Emergency services are on alert after a woman who has sparked 56 sea rescues costing £1 million moved to Sussex - next to a reservoir.

Amy Dalla Mura is banned from going within 50m of the sea in Britain after jumping off piers, jetties and cliffs.

She has been slapped with an Asbo for playing a "game of cat-and-mouse"

with police and "causing harassment, alarm and distress".

Now she has moved from Wales to Ardingly, near Haywards Heath, and there are fears she will head for the reservoir or the coast.

Her move east comes days after she breached a court order by causing four alerts in five days in June. A judge has banned her from going near Ardingly Reservoir. She is not allowed to move to her mother's house in Kingsway, Hove, because it is too near the sea, so she is staying with her sister.

Since 2001 she has made scores of attempts to apparently drown herself in the Irish Sea at Aberystwyth.
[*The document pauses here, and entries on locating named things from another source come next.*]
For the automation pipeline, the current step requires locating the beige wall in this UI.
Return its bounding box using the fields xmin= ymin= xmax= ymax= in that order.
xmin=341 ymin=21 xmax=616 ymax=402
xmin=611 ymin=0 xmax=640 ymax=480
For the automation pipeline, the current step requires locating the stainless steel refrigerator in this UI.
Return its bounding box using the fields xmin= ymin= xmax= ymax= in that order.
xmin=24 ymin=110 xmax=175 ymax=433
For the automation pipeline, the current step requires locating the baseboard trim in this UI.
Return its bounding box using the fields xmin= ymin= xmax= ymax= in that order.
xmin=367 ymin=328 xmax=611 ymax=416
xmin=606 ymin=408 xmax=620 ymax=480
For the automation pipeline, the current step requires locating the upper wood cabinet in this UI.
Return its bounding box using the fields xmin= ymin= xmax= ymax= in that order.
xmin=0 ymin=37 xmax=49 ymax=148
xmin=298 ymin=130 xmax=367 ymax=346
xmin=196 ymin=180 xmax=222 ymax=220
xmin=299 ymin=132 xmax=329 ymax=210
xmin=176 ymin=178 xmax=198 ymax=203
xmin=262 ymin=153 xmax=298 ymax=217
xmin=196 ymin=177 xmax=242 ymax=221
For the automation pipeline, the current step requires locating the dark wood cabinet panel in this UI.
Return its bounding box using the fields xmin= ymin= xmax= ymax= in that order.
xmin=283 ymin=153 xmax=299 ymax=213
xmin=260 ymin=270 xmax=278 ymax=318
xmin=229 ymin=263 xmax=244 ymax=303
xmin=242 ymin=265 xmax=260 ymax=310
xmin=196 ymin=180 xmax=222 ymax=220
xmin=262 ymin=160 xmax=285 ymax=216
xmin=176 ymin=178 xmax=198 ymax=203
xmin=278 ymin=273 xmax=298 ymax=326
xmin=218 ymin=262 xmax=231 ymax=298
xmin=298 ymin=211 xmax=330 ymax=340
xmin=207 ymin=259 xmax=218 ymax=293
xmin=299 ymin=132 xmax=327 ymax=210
Emergency services believe painful hip and back problems have driven her to attempt to drown herself as a "cry for help".

Ms Dalla Mura told The Argus the number of rescues had been exaggerated by the authorities.

She said: "It is a very complicated and bitter story. I had a very active and special life which has, over the last few years, been taken away from me."

The 45-year-old former professional golfer is on first-name terms with lifeboat crews, police, coastguards and RAF air-sea rescue helicopter crews in Wales. One PC won a bravery award in 2003 after swimming 300m out to sea to save her.

When The Argus contacted Dover and Solent coastguard headquarters, which patrol East and West Sussex., staff had not been informed of her arrival in the area. They pledged to circulate her details to crews along the coast.

Ron Barclay, of Aberystwyth Lifeboat Station, said he hoped the latest Asbo would put an end to her behaviour.

He said: "She has caused us quite a few problems. While we're being dragged out looking for her, resources are being tied up which could be needed at another emergency."

As a golfer Dalla Mura taught in the US but was forced to give up because of a back injury. She damaged her spine as a child when thrown by a horse but the injury went undetected for many years. She has undergone several unsuccessful operations.

On Friday her defence barrister Peter Wigan told Swansea Crown Court the pain of her back and hip problems prompted the suicide attempts.

But at an earlier hearing prosecutor Chris James said: "She is playing an elaborate game of cat-and-mouse with police. Jumping into the sea from the pier and hanging off the jetty to give the impression of suicide is likely to cause harassment, alarm or distress."

Judge Keith Thomas adjourned the case until October 19 while a psychiatric report on Ms Dalla Mura is prepared.

He told her: "The court wants to help you, not punish you.

"The court is anxious that you access the proper care that you need."